Впрочем, здесь эта цитата приведена с иной целью. Обратим внимание на то, что здесь поставлены в одну строку Шекспир и Библия. Подобное же соединение можно обнаружить и в высказываниях художников разных стран.

Жан-Луи Барро, к примеру, писал: «У меня под рукой, в изголовье, всегда лежат три любимые книги. Я взял бы их с собой, если бы мне пришлось покинуть дом и насильно расстаться с библиотекой, как это случалось, например, во времена оккупации, когда некие господа приходили за вами на рассвете и давали десять минут на сборы. Вот они, эти книги: Библия — начало начал, Расин — прекрасное, Шекспир — жизнь»11.

По свидетельству биографов, во всех своих многочисленных странствиях неизменно возит с собой две книги — Шекспира и Библию — Орсон Уэллс.
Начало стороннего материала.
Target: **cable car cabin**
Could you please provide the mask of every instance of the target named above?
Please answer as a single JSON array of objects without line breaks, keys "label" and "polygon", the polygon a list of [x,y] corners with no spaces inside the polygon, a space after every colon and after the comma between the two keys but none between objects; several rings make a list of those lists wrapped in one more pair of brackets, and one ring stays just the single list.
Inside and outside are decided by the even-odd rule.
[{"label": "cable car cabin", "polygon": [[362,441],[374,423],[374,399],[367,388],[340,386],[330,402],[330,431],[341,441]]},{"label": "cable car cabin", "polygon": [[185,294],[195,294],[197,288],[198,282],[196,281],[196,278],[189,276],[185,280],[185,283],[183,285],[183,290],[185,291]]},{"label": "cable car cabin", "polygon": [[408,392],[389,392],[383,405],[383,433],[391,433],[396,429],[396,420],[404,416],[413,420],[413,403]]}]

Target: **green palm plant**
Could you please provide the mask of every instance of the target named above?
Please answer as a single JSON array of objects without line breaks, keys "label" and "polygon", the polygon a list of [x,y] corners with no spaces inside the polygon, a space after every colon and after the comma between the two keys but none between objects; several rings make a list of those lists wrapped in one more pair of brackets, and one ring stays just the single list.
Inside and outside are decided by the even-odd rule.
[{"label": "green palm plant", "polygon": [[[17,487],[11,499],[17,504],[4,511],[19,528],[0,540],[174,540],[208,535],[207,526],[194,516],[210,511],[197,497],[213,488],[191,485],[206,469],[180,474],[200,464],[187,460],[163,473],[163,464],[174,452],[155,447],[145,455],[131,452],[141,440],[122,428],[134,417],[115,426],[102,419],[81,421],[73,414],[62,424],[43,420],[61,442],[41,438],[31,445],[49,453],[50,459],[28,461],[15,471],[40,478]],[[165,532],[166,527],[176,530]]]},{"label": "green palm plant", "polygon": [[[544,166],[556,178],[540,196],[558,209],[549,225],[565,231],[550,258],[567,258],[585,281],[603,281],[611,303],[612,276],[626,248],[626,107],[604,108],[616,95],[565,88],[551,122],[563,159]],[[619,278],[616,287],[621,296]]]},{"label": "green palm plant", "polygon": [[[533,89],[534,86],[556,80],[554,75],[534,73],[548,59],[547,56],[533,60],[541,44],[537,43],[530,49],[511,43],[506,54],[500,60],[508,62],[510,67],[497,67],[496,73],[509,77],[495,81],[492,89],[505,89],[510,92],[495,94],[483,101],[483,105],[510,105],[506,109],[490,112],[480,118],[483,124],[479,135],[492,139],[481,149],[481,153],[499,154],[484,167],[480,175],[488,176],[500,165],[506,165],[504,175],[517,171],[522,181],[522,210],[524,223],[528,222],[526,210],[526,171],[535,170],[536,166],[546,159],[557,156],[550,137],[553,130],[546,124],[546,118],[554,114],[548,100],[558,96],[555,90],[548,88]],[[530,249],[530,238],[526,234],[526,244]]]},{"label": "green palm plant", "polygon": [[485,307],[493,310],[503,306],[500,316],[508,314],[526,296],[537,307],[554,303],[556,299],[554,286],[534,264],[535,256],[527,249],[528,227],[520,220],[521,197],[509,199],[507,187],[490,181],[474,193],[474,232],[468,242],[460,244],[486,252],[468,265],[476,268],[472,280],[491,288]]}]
В известном стихотворении Бориса Пастернака Гамлет говорит словами евангельского Христа: «Если только можешь, авва отче, чашу эту мимо пронеси...»
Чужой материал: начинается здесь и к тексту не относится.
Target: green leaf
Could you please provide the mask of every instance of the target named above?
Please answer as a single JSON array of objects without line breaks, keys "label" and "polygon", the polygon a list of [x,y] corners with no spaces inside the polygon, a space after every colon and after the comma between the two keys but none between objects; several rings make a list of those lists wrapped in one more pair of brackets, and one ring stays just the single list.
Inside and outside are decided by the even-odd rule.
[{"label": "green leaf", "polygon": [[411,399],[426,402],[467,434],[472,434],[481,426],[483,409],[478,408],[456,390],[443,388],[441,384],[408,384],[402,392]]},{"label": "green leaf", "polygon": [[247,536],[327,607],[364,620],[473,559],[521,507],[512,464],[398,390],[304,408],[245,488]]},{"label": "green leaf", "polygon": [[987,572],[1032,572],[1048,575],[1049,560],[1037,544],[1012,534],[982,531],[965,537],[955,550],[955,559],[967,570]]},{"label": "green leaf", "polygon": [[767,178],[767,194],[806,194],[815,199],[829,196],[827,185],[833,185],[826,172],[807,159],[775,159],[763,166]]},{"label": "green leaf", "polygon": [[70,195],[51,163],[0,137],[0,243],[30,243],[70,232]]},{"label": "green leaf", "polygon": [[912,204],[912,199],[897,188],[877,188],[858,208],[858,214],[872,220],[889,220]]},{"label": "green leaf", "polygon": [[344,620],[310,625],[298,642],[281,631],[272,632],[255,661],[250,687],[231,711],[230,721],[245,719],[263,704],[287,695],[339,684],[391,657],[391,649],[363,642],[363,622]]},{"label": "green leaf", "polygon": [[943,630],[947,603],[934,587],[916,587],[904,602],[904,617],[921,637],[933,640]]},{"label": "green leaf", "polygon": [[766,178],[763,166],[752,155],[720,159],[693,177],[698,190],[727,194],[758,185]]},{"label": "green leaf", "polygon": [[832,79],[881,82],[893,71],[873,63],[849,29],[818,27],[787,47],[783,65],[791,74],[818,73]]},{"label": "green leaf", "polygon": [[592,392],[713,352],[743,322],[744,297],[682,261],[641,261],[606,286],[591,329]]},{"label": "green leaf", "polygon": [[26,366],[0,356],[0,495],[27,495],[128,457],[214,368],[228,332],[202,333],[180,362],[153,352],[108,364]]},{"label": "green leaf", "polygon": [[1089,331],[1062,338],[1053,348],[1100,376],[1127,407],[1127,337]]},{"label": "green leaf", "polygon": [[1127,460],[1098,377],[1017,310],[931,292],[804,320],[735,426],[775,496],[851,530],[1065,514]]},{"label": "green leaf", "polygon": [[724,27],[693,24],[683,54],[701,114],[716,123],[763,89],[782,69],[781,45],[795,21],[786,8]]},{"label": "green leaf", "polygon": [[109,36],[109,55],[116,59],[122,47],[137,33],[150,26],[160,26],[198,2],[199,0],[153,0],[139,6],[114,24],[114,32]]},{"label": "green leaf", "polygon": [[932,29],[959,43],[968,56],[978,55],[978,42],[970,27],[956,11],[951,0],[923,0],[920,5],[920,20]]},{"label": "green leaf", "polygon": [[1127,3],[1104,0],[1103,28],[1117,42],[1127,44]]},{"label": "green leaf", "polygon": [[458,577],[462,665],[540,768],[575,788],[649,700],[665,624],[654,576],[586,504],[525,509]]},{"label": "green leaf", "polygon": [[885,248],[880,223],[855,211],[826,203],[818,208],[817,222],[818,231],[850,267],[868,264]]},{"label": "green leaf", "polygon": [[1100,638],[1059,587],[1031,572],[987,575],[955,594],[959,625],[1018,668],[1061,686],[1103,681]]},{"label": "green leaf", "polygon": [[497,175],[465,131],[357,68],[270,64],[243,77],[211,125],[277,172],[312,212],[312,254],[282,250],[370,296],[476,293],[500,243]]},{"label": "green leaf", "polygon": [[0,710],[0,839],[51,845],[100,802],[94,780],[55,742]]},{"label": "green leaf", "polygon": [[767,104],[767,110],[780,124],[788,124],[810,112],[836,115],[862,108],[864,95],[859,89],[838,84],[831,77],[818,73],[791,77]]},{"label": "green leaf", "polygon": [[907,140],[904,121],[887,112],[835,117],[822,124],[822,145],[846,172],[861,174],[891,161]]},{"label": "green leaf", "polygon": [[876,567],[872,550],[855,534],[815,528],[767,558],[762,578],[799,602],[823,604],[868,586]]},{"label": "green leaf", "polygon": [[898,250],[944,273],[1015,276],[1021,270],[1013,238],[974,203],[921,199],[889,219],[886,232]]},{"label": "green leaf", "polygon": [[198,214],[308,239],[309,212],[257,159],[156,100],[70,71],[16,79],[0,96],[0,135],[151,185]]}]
Наверное, можно было бы подобрать еще немало примеров. Дело, однако, не в их количестве. Неожиданное на первый взгляд соединение и даже переплетение Шекспира и Библии, в сущности, не содержит в себе ничего необычного. Библия на протяжении столетий была не только сводом «божественной мудрости», но и собранием вполне земных притч, открывавших художникам возможность самого широкого толкования.

Нет смысла сравнивать, допустим, «Мадонну» Леонардо с «Богоматерью» Петрова-Водкина лишь для того, чтобы выяснить, кто из них погрешил против Священного писания. Но можно, сопоставляя эти полотна, понять, какие изменения произошли в человеческом сознании за время, их разделяющее, как в каждом из них отразилась личность его творца, национальный склад души, эпоха, в которую они создавались.
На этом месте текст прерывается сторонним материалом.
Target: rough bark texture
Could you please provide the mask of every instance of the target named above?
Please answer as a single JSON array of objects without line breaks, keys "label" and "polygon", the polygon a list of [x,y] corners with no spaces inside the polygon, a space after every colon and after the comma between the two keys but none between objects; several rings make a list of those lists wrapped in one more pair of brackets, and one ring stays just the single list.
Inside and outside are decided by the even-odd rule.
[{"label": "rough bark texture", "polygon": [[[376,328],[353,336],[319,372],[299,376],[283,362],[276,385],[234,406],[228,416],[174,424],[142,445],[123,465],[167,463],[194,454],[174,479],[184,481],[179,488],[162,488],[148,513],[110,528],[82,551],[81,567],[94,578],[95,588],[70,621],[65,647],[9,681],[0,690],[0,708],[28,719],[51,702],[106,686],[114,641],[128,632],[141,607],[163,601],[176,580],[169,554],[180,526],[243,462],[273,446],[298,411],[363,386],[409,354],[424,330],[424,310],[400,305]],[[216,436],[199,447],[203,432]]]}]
Шекспира в наше время также можно уподобить богатейшему своду притч, ставшему уже не менее универсальным, чем библейские и евангельские. Образы и ситуации его творений стали для современного образованного человека своего рода мифологией гуманизма. Они столь же богаты общезначимым смыслом, как и мифы библейские, древнегреческие и все иные. Исследовать экранизации Шекспира плодотворнее и соответственно интереснее не с точки зрения их адекватности какому-то утвержденному авторитетами канону, а с точки зрения того, как отразилось в них наше время, его проблемы, его исторический опыт.

Примечания

1. «К. Маркс и Ф. Энгельс об искусстве», т. 1, стр. 319.

2. Монтень, Опыты. — В кн. «Антология мировой философии», т. 2, М., «Мысль», 1970, стр. 138.

3. Августин, Исповедь. — В кн. «Антология мировой философии», т. 1, ч. 2, М., «Мысль», 1969, стр. 582.

4. Цит. по кн.: А. Аникст, Шекспир, М., «Молодая гвардия», 1964, стр 38.

5. А. В. Дживелегов, Возрождение, М. — Д., ГИЗ, 1925, стр. 49.

6. Там же, стр. 45.

7. «Гуманизм в современной литературе», М., Изд-во АН СССР, 1963, стр. 93.

8. Джон Гилгуд, На сцене и за кулисами, Д., «Искусство», 1969, стр. 281.

9. М. Bessy, Orson Welles, p. 63.

10. Сёрен Киркегop, Несчастнейший, Спб., 1908, стр. 48—49.

11. Ж. — Д. Барр о. Размышления о театре, М., Изд-во иностранной литературы, 1963, стр. 145.